I haven't been very good about posting this cycle. Last time I wrote, I was feeling committed to having a healthier cycle. I wanted to eat right and work out, but it didn't exactly go like that. I did make some good changes. I took my pills. I changed my prenatal vitamins to New Chapter Organics, which were more expensive, but are supposed to be the best. I also knocked caffeine and soda out of my diet and tried to be a bit healthier with my food choices.
Then I went home to Georgia after the IUI. It's always so hard to eat right when I'm home with my family. There was so much food! I was proud of myself for not smoking, though, which is a bad habit when I go home usually. At least I've cut that out of my life. I'm trying to give myself credit for the things I've done right and the changes I've made.
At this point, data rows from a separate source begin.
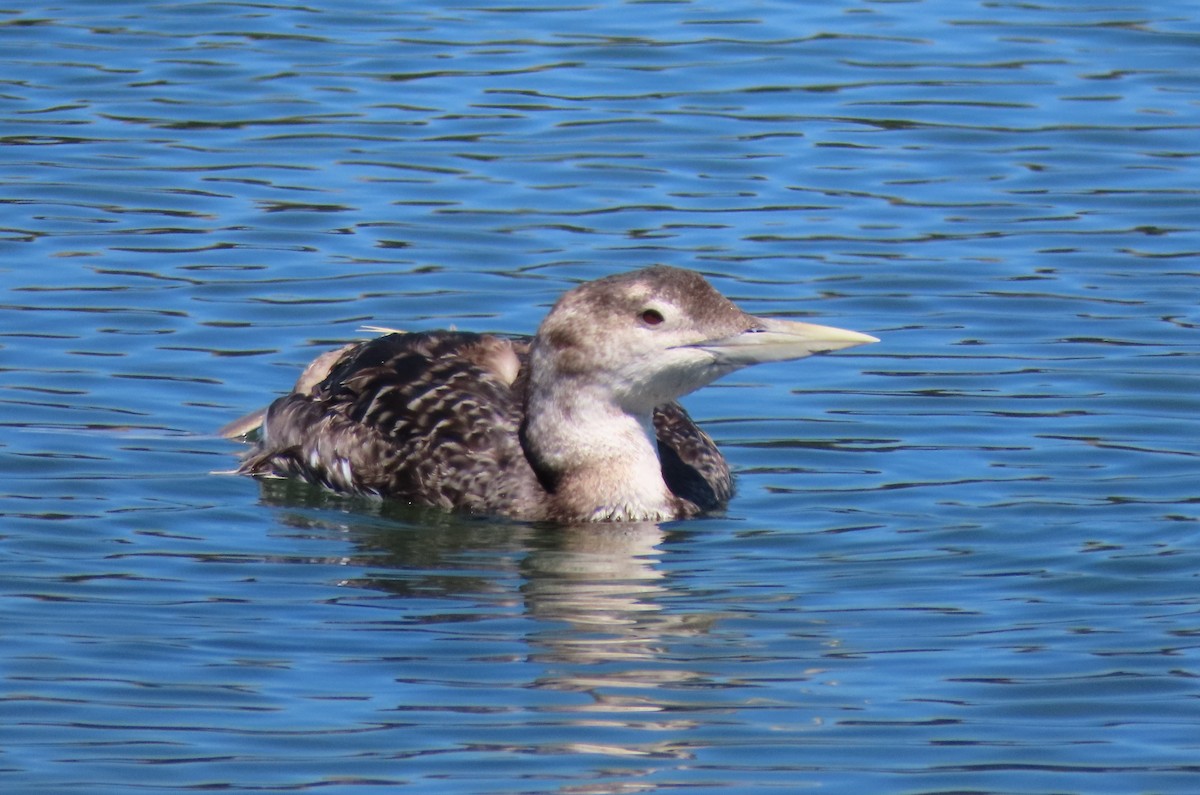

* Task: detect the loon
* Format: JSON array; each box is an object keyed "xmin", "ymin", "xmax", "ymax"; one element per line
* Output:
[{"xmin": 221, "ymin": 265, "xmax": 878, "ymax": 524}]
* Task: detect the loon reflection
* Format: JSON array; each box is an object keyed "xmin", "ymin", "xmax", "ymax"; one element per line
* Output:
[{"xmin": 222, "ymin": 265, "xmax": 877, "ymax": 522}]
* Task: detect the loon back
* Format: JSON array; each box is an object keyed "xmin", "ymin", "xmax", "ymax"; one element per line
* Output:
[
  {"xmin": 230, "ymin": 267, "xmax": 876, "ymax": 522},
  {"xmin": 226, "ymin": 331, "xmax": 733, "ymax": 521}
]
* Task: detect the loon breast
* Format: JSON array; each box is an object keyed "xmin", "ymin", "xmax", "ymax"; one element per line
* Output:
[{"xmin": 222, "ymin": 267, "xmax": 875, "ymax": 522}]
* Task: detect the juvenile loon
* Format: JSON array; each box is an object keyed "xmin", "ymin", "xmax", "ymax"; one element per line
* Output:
[{"xmin": 222, "ymin": 265, "xmax": 877, "ymax": 522}]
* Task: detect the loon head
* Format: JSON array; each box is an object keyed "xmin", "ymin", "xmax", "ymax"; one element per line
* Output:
[{"xmin": 532, "ymin": 265, "xmax": 878, "ymax": 416}]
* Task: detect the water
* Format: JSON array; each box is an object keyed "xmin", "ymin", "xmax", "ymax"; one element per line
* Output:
[{"xmin": 0, "ymin": 0, "xmax": 1200, "ymax": 794}]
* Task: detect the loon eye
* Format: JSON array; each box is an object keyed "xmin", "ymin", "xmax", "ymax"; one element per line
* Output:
[{"xmin": 638, "ymin": 309, "xmax": 665, "ymax": 325}]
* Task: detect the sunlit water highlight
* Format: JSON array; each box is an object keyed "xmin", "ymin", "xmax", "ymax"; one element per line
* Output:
[{"xmin": 0, "ymin": 0, "xmax": 1200, "ymax": 794}]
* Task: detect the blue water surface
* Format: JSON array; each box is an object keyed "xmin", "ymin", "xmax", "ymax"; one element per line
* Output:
[{"xmin": 0, "ymin": 0, "xmax": 1200, "ymax": 795}]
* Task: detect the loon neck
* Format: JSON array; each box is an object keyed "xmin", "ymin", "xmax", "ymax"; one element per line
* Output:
[{"xmin": 524, "ymin": 378, "xmax": 678, "ymax": 521}]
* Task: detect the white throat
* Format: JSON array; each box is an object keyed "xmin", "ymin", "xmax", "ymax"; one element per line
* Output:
[{"xmin": 526, "ymin": 383, "xmax": 676, "ymax": 521}]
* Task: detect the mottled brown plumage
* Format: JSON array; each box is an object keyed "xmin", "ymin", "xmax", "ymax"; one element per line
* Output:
[{"xmin": 224, "ymin": 267, "xmax": 874, "ymax": 522}]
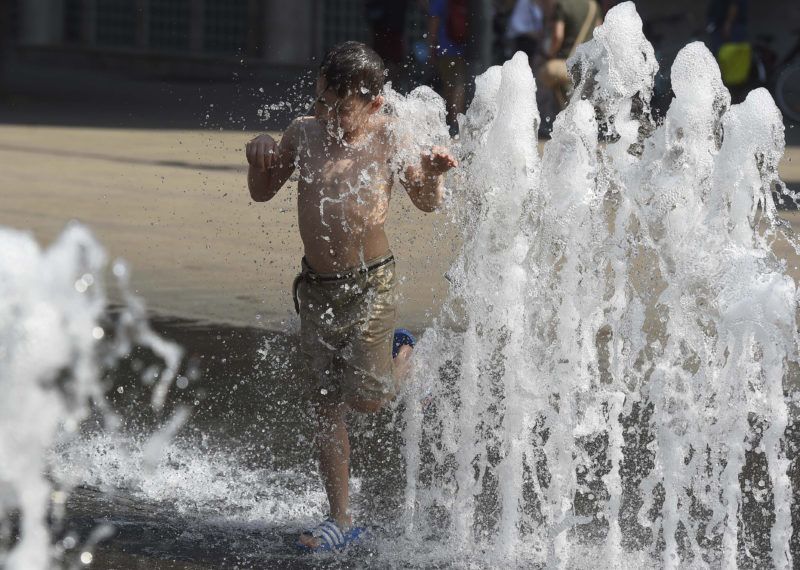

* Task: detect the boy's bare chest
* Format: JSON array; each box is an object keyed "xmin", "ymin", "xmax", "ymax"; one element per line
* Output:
[{"xmin": 300, "ymin": 149, "xmax": 391, "ymax": 197}]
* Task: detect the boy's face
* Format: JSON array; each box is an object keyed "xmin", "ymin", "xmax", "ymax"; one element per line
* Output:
[{"xmin": 314, "ymin": 77, "xmax": 383, "ymax": 135}]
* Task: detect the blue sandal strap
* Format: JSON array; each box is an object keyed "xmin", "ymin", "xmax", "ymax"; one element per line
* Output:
[{"xmin": 392, "ymin": 329, "xmax": 417, "ymax": 358}]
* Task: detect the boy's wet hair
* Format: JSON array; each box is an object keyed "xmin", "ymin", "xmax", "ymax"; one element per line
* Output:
[{"xmin": 319, "ymin": 41, "xmax": 386, "ymax": 99}]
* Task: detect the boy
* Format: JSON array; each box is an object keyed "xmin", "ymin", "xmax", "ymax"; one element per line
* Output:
[{"xmin": 247, "ymin": 42, "xmax": 456, "ymax": 550}]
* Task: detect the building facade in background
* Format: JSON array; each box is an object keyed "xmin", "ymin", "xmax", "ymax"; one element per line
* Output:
[{"xmin": 7, "ymin": 0, "xmax": 432, "ymax": 65}]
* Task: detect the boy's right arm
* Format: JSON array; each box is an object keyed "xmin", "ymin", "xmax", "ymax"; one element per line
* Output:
[{"xmin": 245, "ymin": 121, "xmax": 297, "ymax": 202}]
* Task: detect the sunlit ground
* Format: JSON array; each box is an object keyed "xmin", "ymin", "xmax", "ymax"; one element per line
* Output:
[{"xmin": 0, "ymin": 122, "xmax": 800, "ymax": 328}]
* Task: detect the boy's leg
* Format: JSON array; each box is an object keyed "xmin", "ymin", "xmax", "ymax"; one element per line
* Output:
[
  {"xmin": 392, "ymin": 344, "xmax": 414, "ymax": 390},
  {"xmin": 300, "ymin": 392, "xmax": 352, "ymax": 548}
]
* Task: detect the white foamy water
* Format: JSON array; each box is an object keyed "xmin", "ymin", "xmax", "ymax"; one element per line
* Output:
[
  {"xmin": 0, "ymin": 224, "xmax": 181, "ymax": 570},
  {"xmin": 56, "ymin": 434, "xmax": 328, "ymax": 529},
  {"xmin": 404, "ymin": 3, "xmax": 798, "ymax": 568}
]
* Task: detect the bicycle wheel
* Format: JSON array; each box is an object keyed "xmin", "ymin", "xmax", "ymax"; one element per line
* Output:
[{"xmin": 775, "ymin": 61, "xmax": 800, "ymax": 122}]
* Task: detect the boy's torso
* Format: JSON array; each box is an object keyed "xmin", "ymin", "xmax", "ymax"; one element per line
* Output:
[{"xmin": 297, "ymin": 118, "xmax": 392, "ymax": 273}]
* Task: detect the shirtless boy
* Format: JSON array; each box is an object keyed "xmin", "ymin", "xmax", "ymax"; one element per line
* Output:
[{"xmin": 247, "ymin": 42, "xmax": 456, "ymax": 550}]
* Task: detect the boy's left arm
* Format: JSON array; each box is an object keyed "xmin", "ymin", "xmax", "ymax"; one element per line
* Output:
[{"xmin": 400, "ymin": 146, "xmax": 458, "ymax": 212}]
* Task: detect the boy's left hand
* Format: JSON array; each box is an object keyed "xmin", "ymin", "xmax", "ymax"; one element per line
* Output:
[{"xmin": 420, "ymin": 146, "xmax": 458, "ymax": 176}]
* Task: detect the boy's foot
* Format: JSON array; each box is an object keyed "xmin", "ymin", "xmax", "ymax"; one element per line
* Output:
[
  {"xmin": 297, "ymin": 518, "xmax": 367, "ymax": 552},
  {"xmin": 392, "ymin": 329, "xmax": 417, "ymax": 358},
  {"xmin": 392, "ymin": 329, "xmax": 433, "ymax": 411}
]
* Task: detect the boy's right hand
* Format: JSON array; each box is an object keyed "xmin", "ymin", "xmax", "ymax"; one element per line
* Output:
[{"xmin": 245, "ymin": 134, "xmax": 278, "ymax": 172}]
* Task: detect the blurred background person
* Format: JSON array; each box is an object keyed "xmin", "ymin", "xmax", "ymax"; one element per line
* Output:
[
  {"xmin": 539, "ymin": 0, "xmax": 602, "ymax": 108},
  {"xmin": 706, "ymin": 0, "xmax": 748, "ymax": 55},
  {"xmin": 506, "ymin": 0, "xmax": 544, "ymax": 69},
  {"xmin": 365, "ymin": 0, "xmax": 409, "ymax": 89},
  {"xmin": 428, "ymin": 0, "xmax": 469, "ymax": 129}
]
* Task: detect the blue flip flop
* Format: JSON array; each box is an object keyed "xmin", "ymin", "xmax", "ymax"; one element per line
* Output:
[
  {"xmin": 297, "ymin": 518, "xmax": 367, "ymax": 552},
  {"xmin": 392, "ymin": 329, "xmax": 417, "ymax": 358}
]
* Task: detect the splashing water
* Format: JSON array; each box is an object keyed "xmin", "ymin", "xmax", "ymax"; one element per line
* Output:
[
  {"xmin": 405, "ymin": 3, "xmax": 798, "ymax": 568},
  {"xmin": 0, "ymin": 224, "xmax": 181, "ymax": 570}
]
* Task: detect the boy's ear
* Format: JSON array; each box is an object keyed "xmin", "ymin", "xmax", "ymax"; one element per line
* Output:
[{"xmin": 369, "ymin": 95, "xmax": 383, "ymax": 113}]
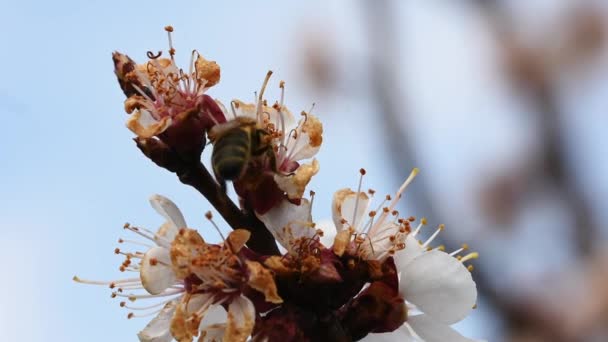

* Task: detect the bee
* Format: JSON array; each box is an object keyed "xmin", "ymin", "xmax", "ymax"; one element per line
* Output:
[{"xmin": 209, "ymin": 117, "xmax": 275, "ymax": 188}]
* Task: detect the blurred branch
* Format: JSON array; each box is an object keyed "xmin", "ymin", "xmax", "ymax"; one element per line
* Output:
[{"xmin": 362, "ymin": 1, "xmax": 596, "ymax": 341}]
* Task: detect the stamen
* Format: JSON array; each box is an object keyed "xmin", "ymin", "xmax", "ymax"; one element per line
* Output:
[
  {"xmin": 460, "ymin": 252, "xmax": 479, "ymax": 262},
  {"xmin": 412, "ymin": 217, "xmax": 428, "ymax": 237},
  {"xmin": 422, "ymin": 224, "xmax": 445, "ymax": 248},
  {"xmin": 205, "ymin": 211, "xmax": 226, "ymax": 243},
  {"xmin": 450, "ymin": 243, "xmax": 469, "ymax": 256},
  {"xmin": 256, "ymin": 70, "xmax": 272, "ymax": 122},
  {"xmin": 165, "ymin": 25, "xmax": 175, "ymax": 61},
  {"xmin": 72, "ymin": 276, "xmax": 141, "ymax": 286},
  {"xmin": 308, "ymin": 190, "xmax": 316, "ymax": 217},
  {"xmin": 351, "ymin": 168, "xmax": 365, "ymax": 227}
]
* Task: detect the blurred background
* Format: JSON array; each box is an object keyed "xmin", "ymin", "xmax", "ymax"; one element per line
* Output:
[{"xmin": 0, "ymin": 0, "xmax": 608, "ymax": 341}]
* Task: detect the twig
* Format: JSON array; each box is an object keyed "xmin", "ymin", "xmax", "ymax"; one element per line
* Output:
[{"xmin": 134, "ymin": 138, "xmax": 279, "ymax": 255}]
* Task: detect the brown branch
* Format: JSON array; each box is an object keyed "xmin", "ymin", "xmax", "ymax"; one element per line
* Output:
[{"xmin": 134, "ymin": 138, "xmax": 279, "ymax": 255}]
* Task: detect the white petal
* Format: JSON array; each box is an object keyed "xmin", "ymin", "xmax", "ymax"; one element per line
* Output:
[
  {"xmin": 139, "ymin": 247, "xmax": 176, "ymax": 294},
  {"xmin": 407, "ymin": 315, "xmax": 475, "ymax": 342},
  {"xmin": 200, "ymin": 305, "xmax": 228, "ymax": 327},
  {"xmin": 393, "ymin": 234, "xmax": 425, "ymax": 276},
  {"xmin": 137, "ymin": 301, "xmax": 176, "ymax": 342},
  {"xmin": 361, "ymin": 326, "xmax": 418, "ymax": 342},
  {"xmin": 399, "ymin": 250, "xmax": 477, "ymax": 324},
  {"xmin": 126, "ymin": 109, "xmax": 172, "ymax": 138},
  {"xmin": 198, "ymin": 324, "xmax": 226, "ymax": 342},
  {"xmin": 186, "ymin": 293, "xmax": 213, "ymax": 316},
  {"xmin": 258, "ymin": 198, "xmax": 316, "ymax": 250},
  {"xmin": 224, "ymin": 295, "xmax": 255, "ymax": 342},
  {"xmin": 199, "ymin": 305, "xmax": 228, "ymax": 342},
  {"xmin": 150, "ymin": 195, "xmax": 187, "ymax": 241},
  {"xmin": 332, "ymin": 189, "xmax": 370, "ymax": 230},
  {"xmin": 315, "ymin": 220, "xmax": 337, "ymax": 248},
  {"xmin": 286, "ymin": 115, "xmax": 323, "ymax": 161},
  {"xmin": 226, "ymin": 100, "xmax": 257, "ymax": 119}
]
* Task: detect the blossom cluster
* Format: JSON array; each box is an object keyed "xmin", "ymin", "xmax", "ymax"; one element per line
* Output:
[{"xmin": 74, "ymin": 27, "xmax": 477, "ymax": 342}]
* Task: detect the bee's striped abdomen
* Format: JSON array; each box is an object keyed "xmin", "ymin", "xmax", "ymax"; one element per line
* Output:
[{"xmin": 211, "ymin": 129, "xmax": 251, "ymax": 180}]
Unfortunately, I haven't made as many changes as I wanted to by now.
Technically, I am only 11DPO right now, so there's still a chance a test wouldn't be accurate right now. On the other hand, the test I took this morning was a First Response Early Results test, which is supposed to be nearly 100% accurate up to 4 days before your missed period. When it came out negative this morning, I was so disappointed. I really hoped to be pregnant this cycle. It's so hard to be going through all these fertility treatments and going through the hope and excitement only to be disappointed. I want a baby so badly.
In the grand scheme of things, though, I know we haven't been trying too long. Some healthy couples try for more than a year with no luck. We've only been through four rounds of Clomid. I'm trying not to get too upset about it. There's still plenty of time.
Our next plan for treatment is IVF. The doctor said we could start the process right away, but we are going to wait until August. I want to make sure I can be as stress-free during the IVF process as possible. It's such an intensive process between almost daily doctor appointments, injections of hormones, and emotional investment, I know I am going to need to be able to concentrate on it instead of deadlines with my writing. We've decided to wait until August because by then I'll have the final two books of my series published and I won't have any deadlines. I can just relax, take some vacation time, and concentrate on making my body the perfect place for a baby to snuggle in.
I am trying to do my best to look at the next four months as a chance to get healthy. A chance to be the person I want to be before a baby comes. I want to get in shape, work out, and start to eat better. I need to get my sugars under control and lose about 30 pounds. That would put me at my ideal fertility weight of about 155. I know that the healthier I am when I get the IVF, the better chance I'll have to have a successful pregnancy. I want to look at this as a new start and a chance to make a better life for myself and my baby.